Study for the Ohio Insurance Test. Prepare with flashcards and multiple choice questions, each question accompanied by hints and explanations. Excel in your exam!

Each practice test/flash card set has 50 randomly selected questions from a bank of over 500. You'll get a new set of questions each time!

Practice this question and more.


According to the time of payment of claims provision, the insurer must make the payment immediately after receiving proof of loss EXCEPT for which type of claim?

  1. A claim involving accidental death benefits.

  2. A claim involving periodic payments.

  3. A claim for property damage.

  4. A claim made due to natural disasters.

The correct answer is: A claim involving periodic payments.
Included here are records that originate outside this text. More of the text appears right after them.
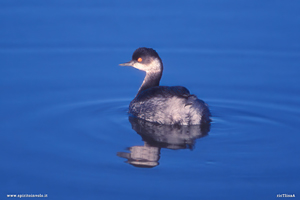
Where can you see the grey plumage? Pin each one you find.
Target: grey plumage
(163, 104)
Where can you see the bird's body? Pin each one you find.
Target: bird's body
(163, 104)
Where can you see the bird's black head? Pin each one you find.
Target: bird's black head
(145, 59)
(144, 55)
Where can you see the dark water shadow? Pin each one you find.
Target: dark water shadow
(157, 136)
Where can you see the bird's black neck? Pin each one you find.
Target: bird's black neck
(152, 79)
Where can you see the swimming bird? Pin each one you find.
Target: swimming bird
(163, 104)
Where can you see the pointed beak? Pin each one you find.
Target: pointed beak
(130, 63)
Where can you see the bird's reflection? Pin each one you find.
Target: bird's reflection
(157, 136)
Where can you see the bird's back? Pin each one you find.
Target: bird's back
(169, 105)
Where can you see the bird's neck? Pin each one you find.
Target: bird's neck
(152, 79)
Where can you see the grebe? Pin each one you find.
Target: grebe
(162, 104)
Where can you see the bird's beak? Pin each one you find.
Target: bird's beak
(130, 63)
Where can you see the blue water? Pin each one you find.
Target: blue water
(64, 99)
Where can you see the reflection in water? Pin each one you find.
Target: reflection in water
(157, 136)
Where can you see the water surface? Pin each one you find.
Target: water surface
(64, 99)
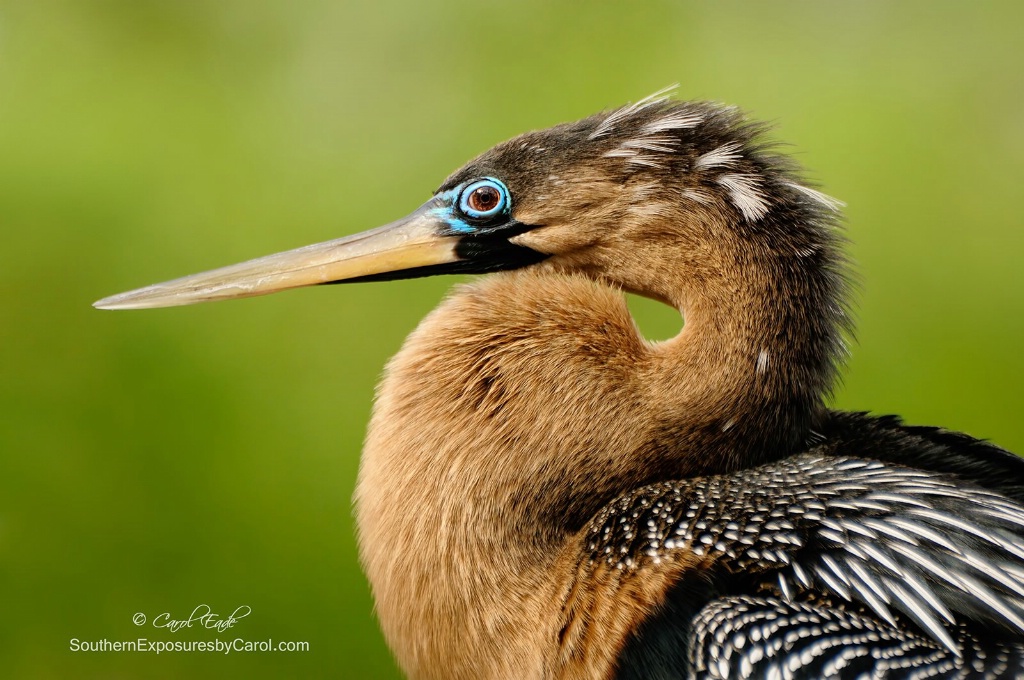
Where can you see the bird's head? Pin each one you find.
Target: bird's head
(655, 185)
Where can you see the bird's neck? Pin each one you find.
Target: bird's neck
(518, 409)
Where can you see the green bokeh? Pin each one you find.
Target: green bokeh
(153, 461)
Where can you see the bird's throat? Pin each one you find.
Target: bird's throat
(518, 409)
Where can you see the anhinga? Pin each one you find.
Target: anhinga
(544, 494)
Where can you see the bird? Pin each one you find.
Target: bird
(544, 493)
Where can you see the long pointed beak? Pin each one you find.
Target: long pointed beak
(413, 242)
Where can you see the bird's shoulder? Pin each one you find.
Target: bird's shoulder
(905, 544)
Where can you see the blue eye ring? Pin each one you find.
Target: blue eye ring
(484, 198)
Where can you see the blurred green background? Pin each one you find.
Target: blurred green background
(155, 461)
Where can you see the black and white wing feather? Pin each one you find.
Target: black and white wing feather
(820, 559)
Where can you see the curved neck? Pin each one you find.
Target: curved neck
(518, 409)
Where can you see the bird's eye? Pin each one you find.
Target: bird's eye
(483, 199)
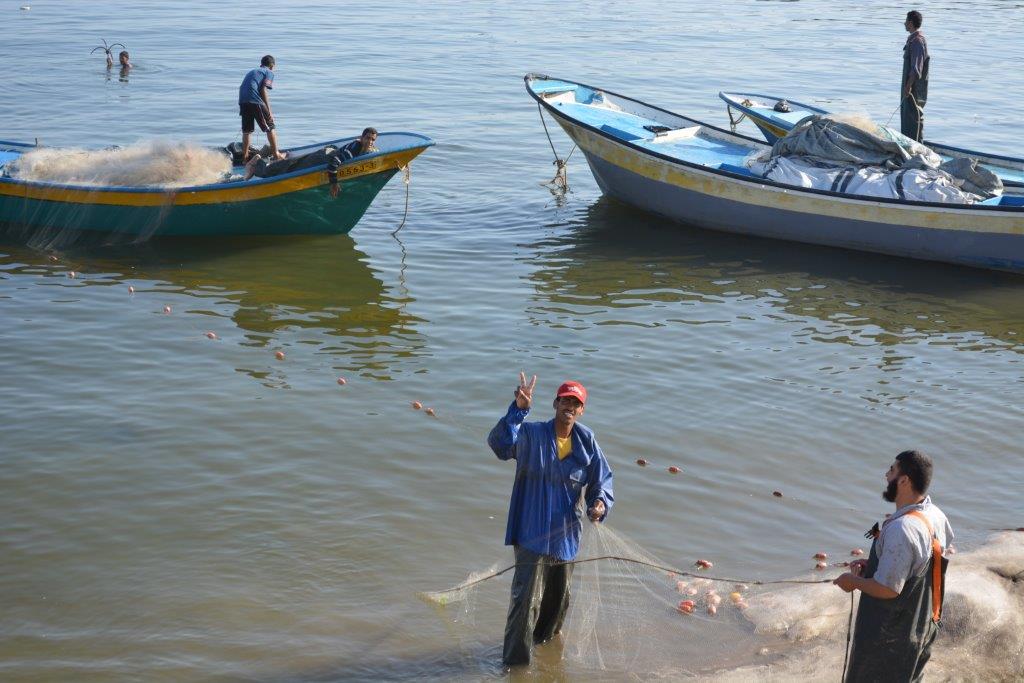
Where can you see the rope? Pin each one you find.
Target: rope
(561, 177)
(849, 635)
(734, 122)
(652, 565)
(407, 177)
The time of payment of claims provision in insurance policies stipulates that insurers are required to settle claims promptly after they receive adequate proof of loss. However, certain types of claims may not necessitate an immediate payment because they involve ongoing obligations from the insurer. Periodic payment claims require the insurer to make payments in installments over a designated period rather than as a lump sum. This means that the insurer's obligation extends beyond a single settlement event; rather, it encompasses continuous payments as defined in the policy. Because these claims might involve multiple payment dates over time, the insurer is typically allowed a different timeframe for payment relative to a one-time claim. In contrast, claims involving accidental death benefits, property damage, or claims made due to natural disasters usually result in a singular payment response after the submission of proof of loss, requiring prompt action to meet the claimant's immediate financial needs. This distinction clarifies why periodic payments do not adhere to the same immediate payment stipulation as other claim types.